Transcripción del ADN
Las instrucciones para fabricar una proteína están en la molécula de ADN, pero esta no la puede fabricar, para
ello es necesario el ARN. El ARN se sintetiza a partir de la molécula de ADN mediante el proceso conocido
como transcripción.
La transcripción comienza cuando la enzima ARN polimerasa, toma contacto con el ADN y lo abre y, a medida
que la enzima se mueve a lo largo de la molécula de ADN, se separan las dos cadenas de la molécula. Los
nucleótidos que constituyen los bloques estructurales, se ensamblan en el ARN, siendo esta última cadena
complementaria a la del ADN que tomo como molde (Fig. 3)
La molécula de ARNm formada abandona el núcleo y se dirige hacia los ribosomas que se hallan en el
citoplasma libres o adheridos al retículo endoplasmático.
Traducción
La traducción ocurre en varias etapas:
Primero está la iniciación. Esta comienza cuando la molécula de ARNm se une a la subunidad ribosómica más
pequeña. La primera molécula de ARNt, que lleva el aminoácido se acopla con el codón iniciador AUG de la
molécula de ARNm. Luego se acopla la subunidad ribosómica más grande. Un segundo ARNt, con su
aminoácido unido, se coloca en el sitio A y su anticodón se acopla con el ARNm. Se forma un enlace peptídico
entre los dos aminoácidos reunidos en el ribosoma. Al mismo tiempo, se rompe el enlace entre el primer
aminoácido y su ARNt (Fig. 4).
El ribosoma se mueve a lo largo de la cadena de ARNm en una dirección 5' a 3', y el segundo ARNt, con el
dipéptido unido, se mueve desde el sitio A al sitio P, a medida que el primer ARNt se desprende del ribosoma.

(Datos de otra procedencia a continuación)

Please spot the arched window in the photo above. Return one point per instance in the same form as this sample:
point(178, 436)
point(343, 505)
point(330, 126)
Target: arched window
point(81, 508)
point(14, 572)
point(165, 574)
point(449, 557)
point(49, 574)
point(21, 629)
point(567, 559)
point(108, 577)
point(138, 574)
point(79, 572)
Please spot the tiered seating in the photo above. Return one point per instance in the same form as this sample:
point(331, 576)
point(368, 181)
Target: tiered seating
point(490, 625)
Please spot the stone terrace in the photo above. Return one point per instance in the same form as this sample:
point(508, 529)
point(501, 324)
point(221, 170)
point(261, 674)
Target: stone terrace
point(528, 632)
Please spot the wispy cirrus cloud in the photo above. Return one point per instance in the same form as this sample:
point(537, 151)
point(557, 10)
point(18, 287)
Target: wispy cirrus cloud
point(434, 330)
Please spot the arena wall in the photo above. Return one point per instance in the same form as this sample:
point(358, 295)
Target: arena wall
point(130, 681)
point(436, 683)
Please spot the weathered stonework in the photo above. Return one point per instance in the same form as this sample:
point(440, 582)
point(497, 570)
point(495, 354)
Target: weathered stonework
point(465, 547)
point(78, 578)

Un tercer ARNt se coloca en el sitio A y se forma otro enlace peptídico. La cadena peptídica naciente siempre
está unida al ARNt que se está moviendo del sitio A al sitio P y el ARNt entrante que lleva el siguiente
aminoácido siempre ocupa el sitio A. Este paso se repite una y otra vez hasta que se completa el polipéptido. A
esta parte del proceso se la llama elongación (Fig. 5).
Cuando el ribosoma alcanza un codón de terminación en este ejemplo UGA, el polipéptido se escinde del
último ARNt y el ARNt se desprende del sitio P. El sitio A es ocupado por un factor de liberación que produce
la disociación de las dos subunidades del ribosoma. A este proceso se lo llama terminación (Fig. 6).